Technical Trend Overview and Price Movement
Wipro’s current price stands at ₹200.65, marginally down by 0.02% from the previous close of ₹200.70. The stock’s intraday range has been relatively narrow, with a low of ₹200.00 and a high of ₹202.20. Despite this subdued price action, the technical landscape reveals a nuanced shift. The overall technical trend has transitioned from bearish to mildly bearish, signalling a tentative improvement in momentum but still reflecting underlying caution among investors.
The 52-week price range remains broad, with a high of ₹273.15 and a low of ₹186.50, indicating significant volatility over the past year. This wide range emphasises the challenges Wipro faces in regaining sustained upward momentum amid broader market pressures.

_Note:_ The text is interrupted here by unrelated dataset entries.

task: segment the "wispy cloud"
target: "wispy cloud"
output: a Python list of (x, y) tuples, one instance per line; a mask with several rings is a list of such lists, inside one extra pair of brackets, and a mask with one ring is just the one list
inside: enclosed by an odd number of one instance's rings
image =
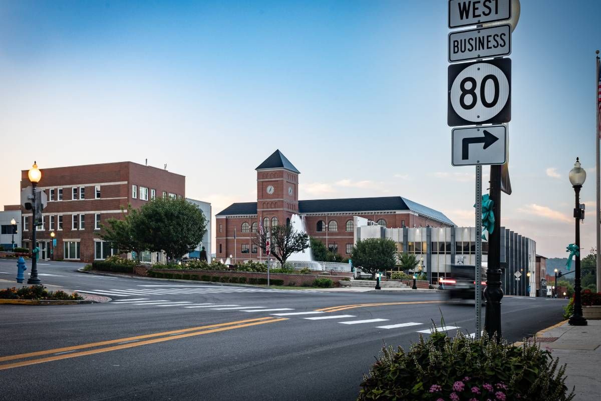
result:
[(549, 167), (546, 170), (547, 176), (551, 178), (561, 178), (561, 175), (557, 172), (557, 169), (555, 167)]
[(571, 222), (572, 221), (572, 219), (561, 212), (554, 210), (551, 207), (542, 206), (535, 203), (525, 205), (523, 207), (518, 209), (517, 211), (520, 213), (534, 215), (535, 216), (544, 217), (545, 218), (555, 220), (557, 221), (563, 221), (566, 222)]

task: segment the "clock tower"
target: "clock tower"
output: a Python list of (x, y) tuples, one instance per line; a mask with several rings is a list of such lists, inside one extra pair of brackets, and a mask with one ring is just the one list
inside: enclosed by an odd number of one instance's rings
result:
[[(285, 224), (299, 212), (299, 171), (279, 150), (257, 170), (257, 218), (264, 227)], [(269, 225), (267, 221), (269, 219)]]

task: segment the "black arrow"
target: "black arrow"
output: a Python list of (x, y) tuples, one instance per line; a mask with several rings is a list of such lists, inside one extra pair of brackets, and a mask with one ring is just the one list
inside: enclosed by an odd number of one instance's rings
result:
[(484, 136), (477, 138), (464, 138), (461, 141), (461, 159), (467, 160), (469, 158), (469, 145), (470, 144), (484, 144), (483, 149), (486, 149), (490, 145), (499, 140), (499, 138), (492, 135), (486, 129), (484, 130)]

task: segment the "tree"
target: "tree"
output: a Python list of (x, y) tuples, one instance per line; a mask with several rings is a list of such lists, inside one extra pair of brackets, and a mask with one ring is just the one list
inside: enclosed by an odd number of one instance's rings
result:
[(196, 248), (207, 231), (204, 214), (185, 199), (155, 198), (140, 208), (138, 216), (134, 236), (147, 250), (164, 251), (171, 262)]
[(382, 270), (392, 269), (397, 263), (395, 253), (397, 245), (387, 238), (368, 238), (359, 240), (353, 247), (351, 259), (353, 265), (376, 277)]
[[(252, 239), (252, 242), (264, 252), (266, 249), (267, 230), (263, 227)], [(269, 236), (269, 254), (277, 259), (283, 268), (286, 260), (295, 252), (302, 252), (309, 248), (309, 236), (297, 231), (292, 224), (272, 225)]]
[(106, 241), (111, 248), (116, 248), (120, 252), (135, 252), (136, 261), (140, 263), (140, 253), (148, 248), (148, 244), (139, 240), (134, 233), (134, 228), (139, 220), (139, 212), (132, 209), (129, 205), (126, 213), (121, 208), (123, 218), (111, 218), (106, 221), (106, 224), (102, 224), (102, 233), (100, 237)]

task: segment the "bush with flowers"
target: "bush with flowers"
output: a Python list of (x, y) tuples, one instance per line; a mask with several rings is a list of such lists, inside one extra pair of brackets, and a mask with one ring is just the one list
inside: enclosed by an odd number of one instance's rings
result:
[(516, 347), (461, 332), (420, 335), (409, 352), (385, 346), (358, 400), (568, 401), (565, 366), (535, 344)]

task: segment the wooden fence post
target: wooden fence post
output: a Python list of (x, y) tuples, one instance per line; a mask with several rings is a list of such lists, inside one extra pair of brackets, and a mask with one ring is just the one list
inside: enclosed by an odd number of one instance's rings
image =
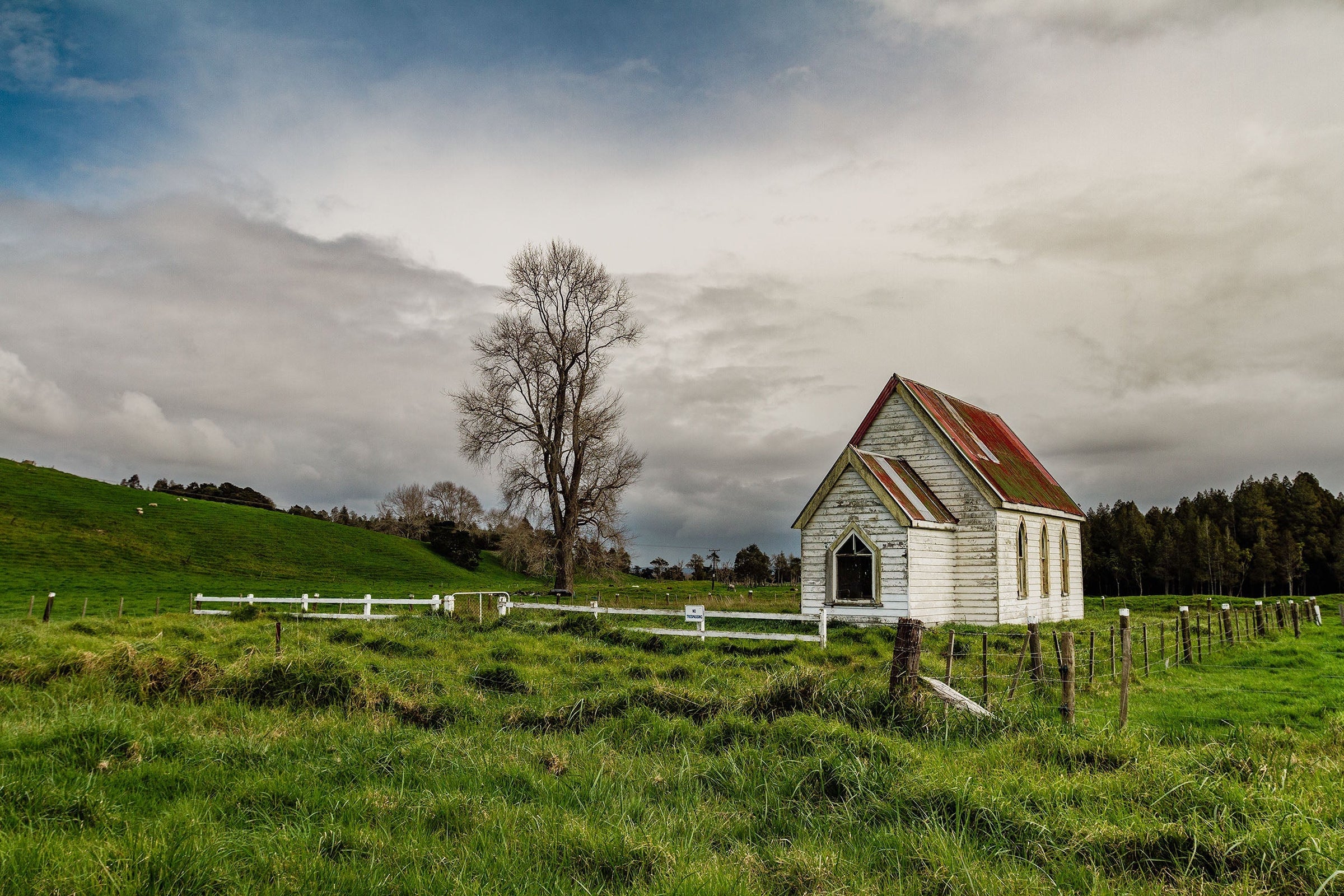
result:
[[(1344, 607), (1344, 603), (1340, 604)], [(989, 708), (989, 633), (980, 633), (980, 690), (984, 697), (980, 700), (980, 705), (985, 709)]]
[(1134, 665), (1129, 637), (1129, 610), (1120, 611), (1120, 727), (1129, 721), (1129, 673)]
[(1195, 647), (1189, 642), (1189, 607), (1180, 609), (1180, 637), (1181, 637), (1181, 658), (1185, 662), (1195, 662)]
[(1144, 677), (1146, 678), (1150, 674), (1150, 670), (1148, 668), (1148, 623), (1146, 622), (1144, 623), (1142, 638), (1144, 638)]
[(1046, 664), (1040, 658), (1040, 623), (1027, 622), (1027, 643), (1031, 647), (1031, 684), (1040, 688), (1046, 677)]
[(1066, 725), (1074, 724), (1074, 633), (1059, 637), (1059, 715)]
[(891, 645), (891, 682), (887, 696), (909, 707), (919, 704), (919, 650), (923, 646), (923, 623), (903, 617), (896, 621), (896, 639)]

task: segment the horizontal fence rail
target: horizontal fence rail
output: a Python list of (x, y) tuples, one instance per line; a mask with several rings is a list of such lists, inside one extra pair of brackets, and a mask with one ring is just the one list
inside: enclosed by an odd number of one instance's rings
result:
[[(655, 610), (645, 607), (603, 607), (599, 606), (597, 600), (593, 600), (589, 606), (581, 607), (574, 604), (560, 604), (560, 603), (535, 603), (524, 600), (511, 600), (508, 595), (499, 599), (499, 614), (500, 617), (508, 615), (509, 610), (546, 610), (550, 613), (591, 613), (595, 617), (602, 614), (621, 615), (621, 617), (680, 617), (687, 622), (694, 623), (695, 629), (638, 629), (632, 627), (632, 631), (644, 631), (645, 634), (659, 634), (659, 635), (673, 635), (683, 638), (742, 638), (745, 641), (810, 641), (813, 643), (820, 643), (823, 647), (827, 646), (827, 611), (821, 610), (817, 615), (806, 615), (802, 613), (749, 613), (745, 610), (706, 610), (703, 606), (687, 604), (681, 610)], [(737, 631), (731, 629), (706, 629), (706, 619), (755, 619), (762, 622), (805, 622), (817, 626), (817, 634), (790, 634), (778, 631)]]
[[(192, 615), (206, 617), (206, 615), (231, 615), (233, 610), (223, 609), (210, 609), (200, 604), (216, 603), (216, 604), (255, 604), (255, 603), (281, 603), (281, 604), (297, 604), (300, 613), (290, 613), (289, 615), (301, 619), (395, 619), (401, 614), (395, 613), (374, 613), (374, 607), (378, 606), (399, 606), (399, 607), (429, 607), (431, 613), (446, 613), (452, 614), (457, 609), (457, 598), (477, 598), (478, 613), (481, 619), (484, 619), (484, 603), (487, 596), (507, 598), (508, 594), (504, 591), (456, 591), (448, 595), (433, 595), (430, 598), (375, 598), (366, 594), (363, 598), (324, 598), (320, 594), (302, 595), (298, 598), (258, 598), (255, 595), (238, 595), (238, 596), (211, 596), (204, 594), (198, 594), (191, 599), (191, 613)], [(316, 604), (336, 604), (340, 609), (347, 606), (362, 607), (360, 613), (312, 613), (309, 607)]]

MACD Signals: Divergent Weekly and Monthly Perspectives
The Moving Average Convergence Divergence (MACD) indicator presents a mixed picture. On a weekly basis, the MACD is mildly bullish, suggesting that short-term momentum is improving and buyers are gradually gaining influence. This mild bullishness is a positive sign, indicating potential for a near-term rebound or consolidation phase.
Conversely, the monthly MACD remains bearish, reflecting a longer-term downtrend that has yet to be decisively reversed. This divergence between weekly and monthly MACD readings highlights the stock’s current technical uncertainty, where short-term optimism is tempered by persistent longer-term weakness.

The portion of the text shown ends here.